Been looking for a new bike for the missus so she can ride in the rain, something that can accept full-coverage fenders (like Honjos or SKS/Esges). I was all resigned to find an old steel bike or perhaps a cyclocross frame, but last week while poking around in the LBS I noticed some 2010 Cannondale Synapses that have "braze-ons" (sic) on both front & rear dropouts. One of them was a pretty low-end model, aluminum frame, was selling for ~$800 ...the other looked like it was a carbon frame & fork, selling for ~$1350.

I'm wondering if either of these bikes really has enough clearance at the fork crown & bottom-braket/chainstay junction for full-coverage fenders.
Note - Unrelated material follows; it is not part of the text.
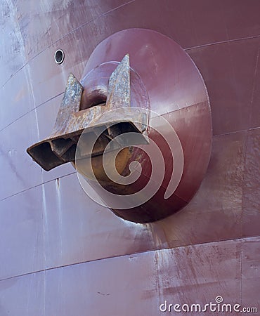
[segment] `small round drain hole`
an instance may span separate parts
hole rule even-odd
[[[54,55],[54,59],[58,65],[60,65],[64,60],[64,52],[61,49],[58,49]]]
Wife would *love* it if she could have a Synapse as her foul-weather bike, since she currently rides a 2006 Synapse and it was hard as hell to finally get her comfortably fit to that. If she could at least have a frame that's close geometrically/dimensionally to her current bike it would make her that much more enthusiastic about riding a backup bike.


----------



## Bob Ross (Apr 18, 2006)

bump

Anybody? Bueller?


----------



## s2ktaxi (Jul 11, 2006)

I don't have direct experience but on one of my rides, I did notice an aluminum Synapse with full fenders front and rear. Let me see if I see the rider again and will take a closer look.


----------



## Chexcaliber (Apr 24, 2009)

My curiosity piqued, I looked at the Cannondale website. It looks like the aluminum Synapse 5 and six are spec'ed with long-reach brakes and fender bosses. All the carbon models have short reach brakes and unadorned dropouts. They could still rock SKS Raceblades, though.


----------



## rochrunner (Jul 11, 2006)

I have a new Carbon 5 and can vouch that there's no way you could put fenders (or a rack, for that matter) on this bike. The aluminum models are more suited for this type of application anyway, similar to what I recently put on my Specialized Sequoia, which is designed more for "light touring".


----------